Como acabamos de assistir, o G7 virou na prática G6. Trump acha que está acima dos demais parceiros (Reino Unido, França, Alemanha, Japão, Itália e Canadá). O que ele quer mesmo é um G3: EUA, Rússia e China. Os grandes é que têm que mandar. Porque, como ensina o realista (autocrático) John Mearsheimer, só a força faz o que é certo.
No mundo de Trump, sob o domínio do MAGA, devem ser destruídos, portanto, não apenas o G7, mas também o G20, a ONU, a UE, a OTAN, a OCDE, o BIRD, o FMI, a OMC e congêneres. Todos os países serão súditos do G3; ou seja, para evocar o mundo distópico do 1984 de Orwell, da Oceânia, da Eurásia e da Lestásia.
O que o irresponsável MAGA está dizendo é o seguinte. O mundo que se dane, vamos cuidar só dos EUA. América First. Isso significa o seguinte. Que se multipliquem as guerras, que os mais fortes dominem os mais fracos da sua área de influência e tomem seus territórios, que recomece a corrida nuclear sem freios. E, novamente, que se lasquem os que não forem americanos de sangue.
Para a democracia, entretanto, o que faria sentido é um G33: Alemanha, Australia, Austria, Barbados, Bélgica, Canadá, Chequia, Chile, Costa Rica, Dinamarca, Espanha, Estônia, Finlândia, França, Grécia, Holanda, Irlanda, Islândia, Itália, Jamaica, Japão, Letônia, Luxemburgo, Maurício, Noruega, Nova Zelândia, Portugal, Reino Unido, Seicheles, Suécia, Suíça, Taiwan e Uruguai. Essa lista de países surge da conjunção das democracias liberais (classificadas pelo V-Dem) com as democracias plenas (da The Economist Intelligence Unit). Nada tão inédito. É quase uma OCDE sem as ditaduras da Hungria e da Turquia e sem os países com regimes parasitados por governos populistas, como a Colômbia, a Eslováquia e o México.
Ocorre que formou-se um eixo autocrático (juntando Eurásia, Lestásia e suas áreas de influência) que não se conterá nos seus limites (respeitando o quintal da Oceânia). Seu objetivo político é exterminar as democracias liberais, seja por meio de guerras quentes regionais (Rússia x Ucrânia, Irã x Israel etc.), seja por meio da netwar global, que já é a segunda grande guerra fria que pervade fronteiras instalando polarizações e divisões nas sociedades de todos os países.

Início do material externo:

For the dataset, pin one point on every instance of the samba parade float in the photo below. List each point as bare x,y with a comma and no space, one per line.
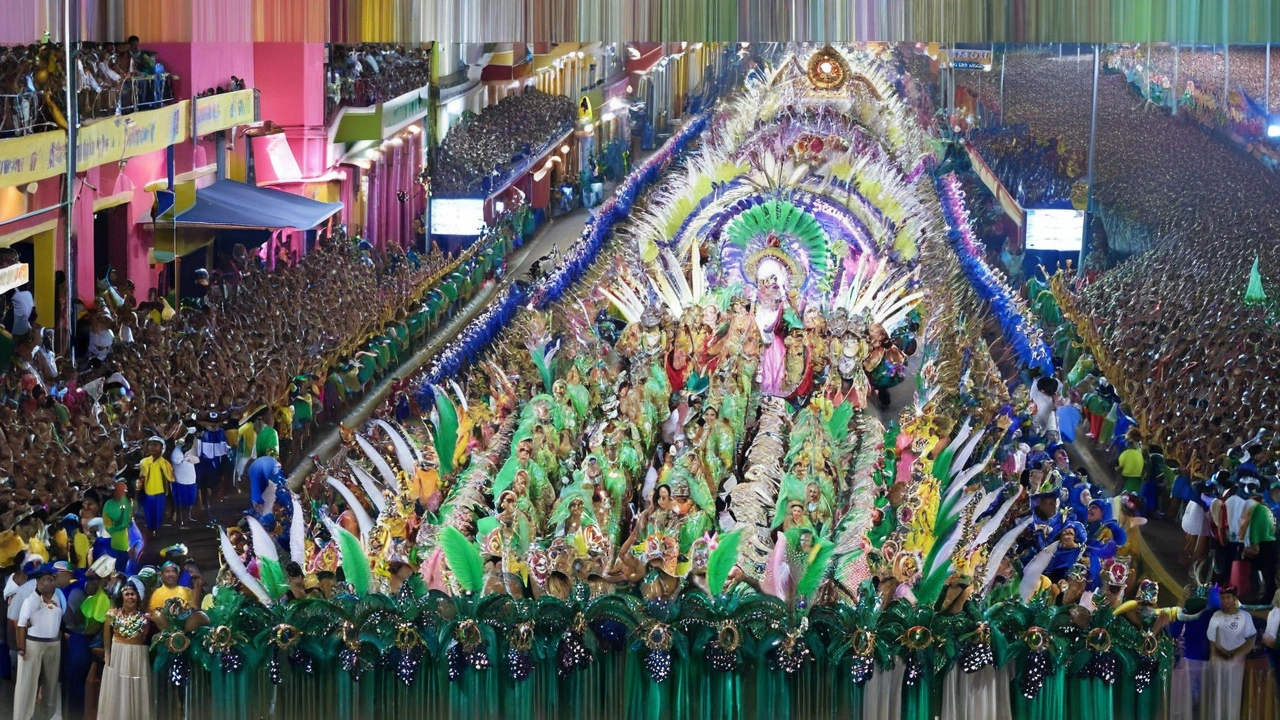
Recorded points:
744,454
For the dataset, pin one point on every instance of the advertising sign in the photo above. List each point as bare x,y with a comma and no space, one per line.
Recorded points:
1061,231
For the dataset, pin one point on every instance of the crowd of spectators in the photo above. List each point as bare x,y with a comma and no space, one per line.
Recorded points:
365,74
1203,65
112,77
248,342
483,146
81,613
1040,173
1196,361
1217,90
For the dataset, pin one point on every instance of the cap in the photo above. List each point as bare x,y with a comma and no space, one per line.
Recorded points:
97,525
103,566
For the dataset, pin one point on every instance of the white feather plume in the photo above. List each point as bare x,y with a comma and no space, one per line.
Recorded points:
237,568
297,534
366,524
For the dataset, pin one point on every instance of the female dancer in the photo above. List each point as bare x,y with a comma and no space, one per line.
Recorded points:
126,692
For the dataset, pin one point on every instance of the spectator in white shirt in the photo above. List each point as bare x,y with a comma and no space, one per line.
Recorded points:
184,458
1230,634
17,588
40,650
23,302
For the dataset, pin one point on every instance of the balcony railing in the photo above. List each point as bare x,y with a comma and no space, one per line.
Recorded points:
108,85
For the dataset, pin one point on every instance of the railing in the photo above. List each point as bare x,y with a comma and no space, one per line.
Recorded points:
22,114
26,113
131,95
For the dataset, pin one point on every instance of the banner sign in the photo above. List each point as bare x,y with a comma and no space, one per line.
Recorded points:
1006,200
44,155
970,59
14,276
225,110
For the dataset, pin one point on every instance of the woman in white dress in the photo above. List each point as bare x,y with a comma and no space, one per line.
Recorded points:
1230,634
126,692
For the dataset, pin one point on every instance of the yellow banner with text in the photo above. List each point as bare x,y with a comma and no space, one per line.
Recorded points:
44,155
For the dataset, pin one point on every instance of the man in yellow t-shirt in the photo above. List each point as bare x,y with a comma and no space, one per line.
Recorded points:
155,475
1132,463
246,443
169,589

Sem a regulação dos EUA, a Rússia não recuará da sua intenção de conquistar, além da Ucrânia, a Geórgia, a Moldávia, a Estônia, a Letônia, a Lituânia, a Finlândia e até a Suécia e a Polônia. Sem a regulação dos EUA, a China invadirá e anexará Taiwan e, depois, estenderá seus domínios sobre os países banhados pelo mar da China. Sem a regulação dos EUA o Irã continuará sua guerra, iniciada há várias décadas, contra Israel e as democracias que ousarem surgir nas vizinhanças ampliadas do Oriente Medio, incluindo Europa, Ásia, África.
O MAGA, porém, está fazendo o contrário. Fechando os olhos para as pretensões imperiais da Rússia e ajudando Putin a recuperar sua credibilidade no cenário internacional. Atacando a União Europeia e a OTAN. Deixando claro que não se incomodará muito quando Xi Jinping tomar Taiwan. E, embora apoiando Israel, está a um passo de deixar intacto o regime dos aiatolás e a “SS” chamada Corpo de Guadiães da Revolução Islâmica (a IRGC) que coordena todos os grupos terroristas do Oriente Médio (o Hamas, o Hezbollah, a Jihad Islâmica, os Houthis etc.) em suas guerras por procuração do Irã.
De qualquer modo, o predomínio MAGA destruirá não apenas a ordem mundial baseada em regras liberais, mas o próprio Estados Unidos, tal como foram concebidos e conhecidos nos últimos duzentos anos. No mínimo parte dos EUA deixará de ser uma democracia. Democracia plena os EUA já não são há muito tempo (e sim uma democracia defeituosa) e hoje são uma democracia liberal cadente (para a condição de democracia apenas eleitoral).
Dificilmente os EUA vão conseguir escapar do grande conflito mundial já instalado com base no isolacionismo. Mesmo porque a sociedade americana está total e irremediavelmente dividida. O MAGA poderá até conquistar maioria internamente, mas não terá como converter a minoria, a não ser pela imposição violenta de seus dogmas, como naquele Gileade da ficção de Margareth Atwood, O conto da aia. Isso, se for tentado, levará, provavelmente, a uma guerra civil. E será a antessala para a transformação da atual guerra fria numa terceira guerra mundial aberta que pode ameaçar a humanidade como um todo.